GET /api/edge-types¶
Edge type definitions with labels and descriptions for the 7 relationship types.
Words¶
GET /api/words/{word}¶
Get full word data with all properties and percentile ranks.
Example: GET /api/words/cat
{
"word": "cat",
"ipa": "kæt",
"phonemes": ["k", "æ", "t"],
"syllables": [{"onset": ["k"], "nucleus": "æ", "coda": ["t"], "stress": 1}],
"phoneme_count": 3,
"syllable_count": 1,
"frequency": 57.39,
"frequency_percentile": 95.8,
"concreteness": 5.0,
"concreteness_percentile": 91.2,
"valence": 6.34,
"aoa": 3.72,
...
}
All properties are returned (null if unavailable for that word), plus {property}_percentile fields (0–100, cumulative percentile rank). 35 properties are filterable via the API; additional structural/derived fields are also included.
GET /api/words¶
Browse the vocabulary with pagination and sorting.
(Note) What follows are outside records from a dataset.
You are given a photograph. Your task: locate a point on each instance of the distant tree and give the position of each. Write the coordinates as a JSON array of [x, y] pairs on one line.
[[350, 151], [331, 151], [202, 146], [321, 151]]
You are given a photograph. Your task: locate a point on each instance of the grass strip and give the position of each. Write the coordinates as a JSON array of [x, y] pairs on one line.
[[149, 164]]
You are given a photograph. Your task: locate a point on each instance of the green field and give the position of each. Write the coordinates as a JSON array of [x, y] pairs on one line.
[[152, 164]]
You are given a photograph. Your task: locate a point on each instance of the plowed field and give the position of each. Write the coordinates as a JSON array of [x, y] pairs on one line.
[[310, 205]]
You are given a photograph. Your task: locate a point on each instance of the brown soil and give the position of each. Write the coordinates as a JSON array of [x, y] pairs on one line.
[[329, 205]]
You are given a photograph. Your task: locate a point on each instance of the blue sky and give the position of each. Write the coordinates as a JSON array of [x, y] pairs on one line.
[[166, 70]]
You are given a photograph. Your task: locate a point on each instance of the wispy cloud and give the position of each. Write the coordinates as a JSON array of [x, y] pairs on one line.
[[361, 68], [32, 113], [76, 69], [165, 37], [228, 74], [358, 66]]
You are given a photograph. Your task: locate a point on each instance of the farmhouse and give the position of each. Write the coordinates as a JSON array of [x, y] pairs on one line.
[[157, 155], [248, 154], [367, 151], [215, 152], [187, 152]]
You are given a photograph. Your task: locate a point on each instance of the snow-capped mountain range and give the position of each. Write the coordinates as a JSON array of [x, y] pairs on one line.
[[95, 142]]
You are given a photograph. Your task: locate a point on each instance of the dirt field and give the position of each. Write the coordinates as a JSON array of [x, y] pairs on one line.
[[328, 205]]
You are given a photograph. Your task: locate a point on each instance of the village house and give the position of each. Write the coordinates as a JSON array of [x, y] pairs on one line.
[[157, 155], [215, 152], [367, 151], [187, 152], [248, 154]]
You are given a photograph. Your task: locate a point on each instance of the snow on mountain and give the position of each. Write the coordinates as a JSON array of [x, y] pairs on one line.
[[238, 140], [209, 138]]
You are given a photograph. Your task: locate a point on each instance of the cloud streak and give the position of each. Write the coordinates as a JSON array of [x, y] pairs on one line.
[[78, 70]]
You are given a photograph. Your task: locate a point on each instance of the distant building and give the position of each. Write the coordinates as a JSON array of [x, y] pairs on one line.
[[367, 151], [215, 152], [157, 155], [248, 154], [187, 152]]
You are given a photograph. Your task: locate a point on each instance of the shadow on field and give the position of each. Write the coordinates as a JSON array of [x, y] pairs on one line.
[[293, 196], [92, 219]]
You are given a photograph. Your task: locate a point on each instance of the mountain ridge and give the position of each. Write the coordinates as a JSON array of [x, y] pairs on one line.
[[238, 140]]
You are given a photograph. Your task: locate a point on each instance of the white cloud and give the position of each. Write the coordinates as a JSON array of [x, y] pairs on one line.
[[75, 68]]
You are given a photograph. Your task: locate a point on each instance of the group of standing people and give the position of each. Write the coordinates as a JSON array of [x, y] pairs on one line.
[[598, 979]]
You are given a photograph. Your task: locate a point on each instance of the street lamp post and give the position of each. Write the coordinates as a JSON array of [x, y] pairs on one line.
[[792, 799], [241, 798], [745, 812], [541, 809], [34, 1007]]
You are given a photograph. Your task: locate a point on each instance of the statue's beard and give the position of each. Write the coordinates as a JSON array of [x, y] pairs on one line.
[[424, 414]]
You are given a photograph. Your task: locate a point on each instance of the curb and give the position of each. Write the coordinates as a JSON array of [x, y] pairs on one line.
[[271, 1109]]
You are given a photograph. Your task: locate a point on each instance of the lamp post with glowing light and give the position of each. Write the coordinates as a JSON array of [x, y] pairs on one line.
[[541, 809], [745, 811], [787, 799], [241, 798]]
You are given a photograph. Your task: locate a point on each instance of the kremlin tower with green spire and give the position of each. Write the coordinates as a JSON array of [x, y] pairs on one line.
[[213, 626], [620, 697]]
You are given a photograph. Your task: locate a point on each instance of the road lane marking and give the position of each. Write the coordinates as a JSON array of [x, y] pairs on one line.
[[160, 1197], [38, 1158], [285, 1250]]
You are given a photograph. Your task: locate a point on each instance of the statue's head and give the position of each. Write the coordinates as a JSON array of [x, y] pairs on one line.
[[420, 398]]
| Parameter | Type | Default | Description |
|---|---|---|---|
sort_by |
string | null | Property to sort by (e.g. frequency, aoa) |
sort_order |
string | desc |
asc or desc |
limit |
int | 50 | Max items (1–5000) |
offset |
int | 0 | Items to skip |
Response: { items: [...], total: 44011, offset: 0, limit: 50 }
POST /api/words/search¶
Unified search combining phoneme patterns, property filters, exclusion rules, sorting, and pagination. This is the primary search endpoint.
Request body:
{
"patterns": [
{"type": "STARTS_WITH", "phoneme": "k"},
{"type": "ENDS_WITH", "phoneme": "t"}
],
"filters": {
"min_frequency": 10,
"max_syllable_count": 2,
"min_concreteness": 3.0
},
"exclude_phonemes": ["ʃ", "ʒ"],
"sort_by": "frequency",
"sort_order": "desc",
"limit": 50,
"offset": 0
}
Pattern types:
| Type | Description | Example |
|---|---|---|
STARTS_WITH |
Word begins with phoneme(s) | "k" matches cat, keep, kind |
ENDS_WITH |
Word ends with phoneme(s) | "t" matches cat, sit, want |
CONTAINS |
Word contains phoneme(s) anywhere | "æ" matches cat, bat, happy |
CONTAINS_MEDIAL |
Contains phoneme(s) in medial position | "æ" matches happy (not cat) |
Phonemes use IPA notation. Multiple phonemes in a sequence are space-separated: "s t" matches words containing the /st/ cluster.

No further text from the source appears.